Van Praag: “That collaboration is indispensable. Interaction between society and knowledge institutions is necessary to achieve good research. Only then will you get answers that contribute to social issues.”
Sebregts: “I totally agree. Scientists within companies have often trained themselves in the practical side of their profession and less in the fundamental and theoretical aspects of it. That means that scientists within companies and universities complement each other. What is important is that the energy transition consists of many partial solutions. In the social debate, we now often see parties that are on the path of one partial solution, and that they are sometimes actively fighting the other partial solution. different companies, different universities, different authorities, each with their own perspective. Then you are talking about the whole and a broader support for a combination of those partial solutions arises. ”

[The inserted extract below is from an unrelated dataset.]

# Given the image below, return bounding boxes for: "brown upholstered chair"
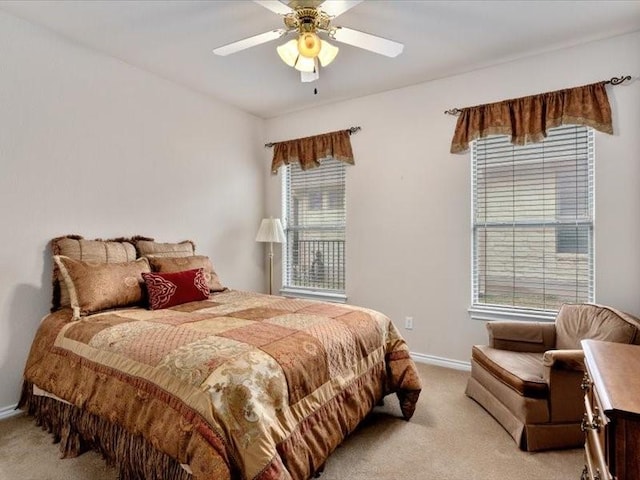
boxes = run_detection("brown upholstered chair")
[466,304,640,451]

Van Praag: “And what we should also not forget is that many companies are also created from scientific research. We have a nursery here for companies like that. Startups like Climecs and Veridis Instruments are the result of research, which is very nice. ”

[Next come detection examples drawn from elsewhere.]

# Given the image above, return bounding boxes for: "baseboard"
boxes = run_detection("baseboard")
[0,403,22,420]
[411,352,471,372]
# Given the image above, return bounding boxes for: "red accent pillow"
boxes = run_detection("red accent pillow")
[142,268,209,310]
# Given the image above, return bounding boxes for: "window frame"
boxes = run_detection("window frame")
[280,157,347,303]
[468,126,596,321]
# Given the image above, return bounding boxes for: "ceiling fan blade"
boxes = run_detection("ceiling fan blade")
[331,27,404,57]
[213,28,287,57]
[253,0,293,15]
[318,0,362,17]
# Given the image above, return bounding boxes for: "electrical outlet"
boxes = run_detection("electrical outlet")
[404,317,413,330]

You have already put this collaboration between science and industry into practice on many occasions. So are you in May, also with the University of Leiden, started an R&D collaboration in the field of quantum computing. What are the do’s and don’ts of such a collaboration?
Sebregts : “There is sometimes fear among the constituencies of the various parties. Fear of the loss of academic freedom. Should you use science for commercial purposes? Companies are sometimes afraid of losing their intellectual property, or fear that information will leak to the competitor. We must take all these concerns seriously, but they must not lead to a transactional collaboration that really stands in the way of action. I still find that a challenge. Mirjam, do you have ideas about how we can address concerns, but not make them a bottleneck?
“Yuri, would you like to look at how we can bring about a relational cooperation in the field of the energy transition?”
Van Praag: “As far as I am concerned, this fear of diminished scientific independence is not necessary. One of the reasons why companies want to cooperate with science is precisely that independence. It is in everyone’s interest that we remain independent. Yuri, would you like to further to this conversation, to look again at how we can achieve such a non-transactional, but a relational cooperation in the field of the energy transition? ”
Sebregts: “Absolutely. It is a challenge that I am aware that I have to tackle at my level.”
Van Praag: “Yes, me too.”
Sebregts: “And then we also have to keep our back straight if there is any doubt about it somewhere else in the organization. Because without these kinds of collaborations we simply cannot get through these kinds of big files. So absolutely, with this one. Promise!”
Text: Mirjam Streefkerk
The interview with Mirjam van Praag and Yuri Sebregts is part 4 in the Board Talk series. In this series we talk with Board members about the biggest challenges for the Amsterdam metropolis. A region which offers healthy, sustainable living, responsible digitalisation and meaningful work for everyone. These are also the most important themes for the Amsterdam Economic Board. Read more interviews in the Board Talk series.
What the Board is doing within the energy transition
- With our initiative LEAP we are at the beginning of impactful changes in the data center chain. Would you like to join the LEAP coalition and participate in a pilot, please contact: Marjolein Bot .
- In the context of the corona crisis, the Board is working on economic recovery with respect for the climate challenge. Read here how we do that.